On the larger issue of 1943, Marshall cannot be faulted. The victories in North Africa and the Mediterranean added the equivalent of 2 million tons of shipping when the Suez Canal finally became accessible as a result of them, but they otherwise did little to defeat Hitler. It was clear that Germany had to be beaten in Europe. The more time that was spent on campaigns at the edges of western Europe, the longer the war would last. Hence the importance of Roundup and the danger posed by Torch.

In its final form, Torch, under the command of Marshall’s favorite, Lieutenant General Dwight D. Eisenhower, became larger than Marshall desired but was a more cautious affair than if Britain had gotten its way. The plan was for three task forces of 35,000 to 40,000 men each to land simultaneously at widely separated points. A western task force would sail directly from the United States to land near Casablanca, on the Atlantic coast of Morocco. A central task force, also consisting entirely of U.S. troops, would sail from Britain to Oran, on the Mediterranean coast. And a joint Anglo-American eastern task force would seize Algiers.

The great flaw in this plan, as the British had maintained from the start and Eisenhower soon realized, was that taking Casablanca offered no important benefits. Tunisia, only 100 miles from Sicily and the best place for a German buildup, was the real strategic prize. If the Allies could arrive there first, Hitler would lose General Erwin Rommel’s army and with it North Africa. But Marshall was firm about not pursuing this course, thinking Tunisia too much of a risk, so the best chance of making Torch pay off was lost before it started.

Everyone hoped that the French forces in North Africa would welcome the Allies as liberators. The problem was that these forces were under the command of the Vichy occupation government, which collaborated with the Nazis. Complex negotiations designed to win over the Vichyites in North Africa preceded Operation Torch. Admiral Jean Darlan, the head of France’s armed forces, which still had a powerful fleet in Toulon, France, that the Allies wanted, was also approached by the Allies. But the Allies, justifiably afraid of leaks, did not entrust their French contacts with the date. Therefore, on November 8, 1942, when the landings commenced, what the French would do was still uncertain.

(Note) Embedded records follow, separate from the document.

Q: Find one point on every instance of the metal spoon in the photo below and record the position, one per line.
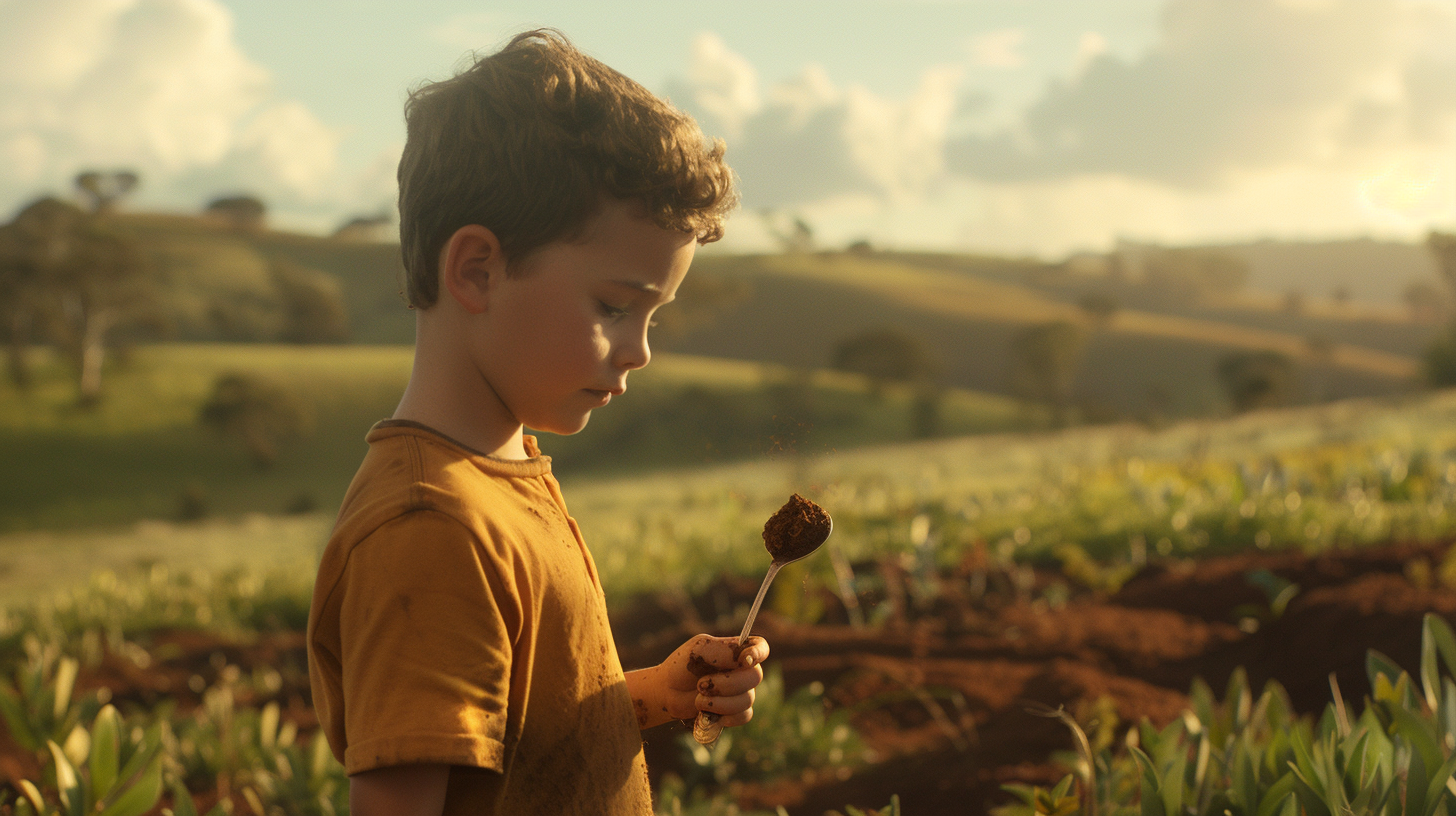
(786, 547)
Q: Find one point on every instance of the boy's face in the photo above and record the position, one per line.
(562, 331)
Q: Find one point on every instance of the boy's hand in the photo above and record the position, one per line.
(705, 673)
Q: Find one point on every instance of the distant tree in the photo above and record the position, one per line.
(313, 303)
(102, 190)
(77, 279)
(1257, 379)
(239, 212)
(366, 228)
(258, 413)
(24, 295)
(884, 356)
(1044, 365)
(797, 236)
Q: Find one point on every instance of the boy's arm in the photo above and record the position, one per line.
(705, 673)
(399, 790)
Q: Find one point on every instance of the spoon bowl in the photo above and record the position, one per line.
(797, 531)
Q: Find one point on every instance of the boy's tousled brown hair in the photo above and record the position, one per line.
(530, 139)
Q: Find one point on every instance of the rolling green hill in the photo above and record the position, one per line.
(143, 453)
(1148, 359)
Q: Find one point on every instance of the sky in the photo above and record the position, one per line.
(1024, 127)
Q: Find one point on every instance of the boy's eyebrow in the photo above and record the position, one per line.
(642, 286)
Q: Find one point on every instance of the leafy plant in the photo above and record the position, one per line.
(1252, 756)
(40, 707)
(105, 771)
(786, 736)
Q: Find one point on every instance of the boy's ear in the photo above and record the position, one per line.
(471, 264)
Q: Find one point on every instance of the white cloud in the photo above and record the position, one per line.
(999, 48)
(473, 31)
(157, 86)
(1236, 85)
(807, 139)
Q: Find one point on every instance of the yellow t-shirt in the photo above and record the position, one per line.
(457, 620)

Admiral Darlan, who by accident was in Algiers on November 8, initially ordered his forces to resist, then that evening announced a cease-fire in Algiers and two days later extended it throughout North Africa. However, Marshal Pétain in Vichy promptly canceled these instructions. Amid the resulting confusion in Oran and Morocco, fighting—some of it heavy—continued for days. The Moroccan operation turned out to be a shambles, thanks to poor military intelligence and inexperience, although its commander, Major General George S. Patton, Jr., would soon prove himself to be one of the war’s outstanding combat leaders. Even so, luck was with the Americans. Along the treacherous Moroccan coast, the landing conditions were ideal, with the seas calmer than usual. The Vichy French could not bring their superiority in manpower to bear because of the lack of transportation and general confusion. Spain, which had 100,000 troops in its part of Morocco, chose not to enter the war. U.S. divisional commanders displayed initiative after failing to make contact with Patton, and American forces quickly gained control of the sea and air. The French defense collapsed after three days.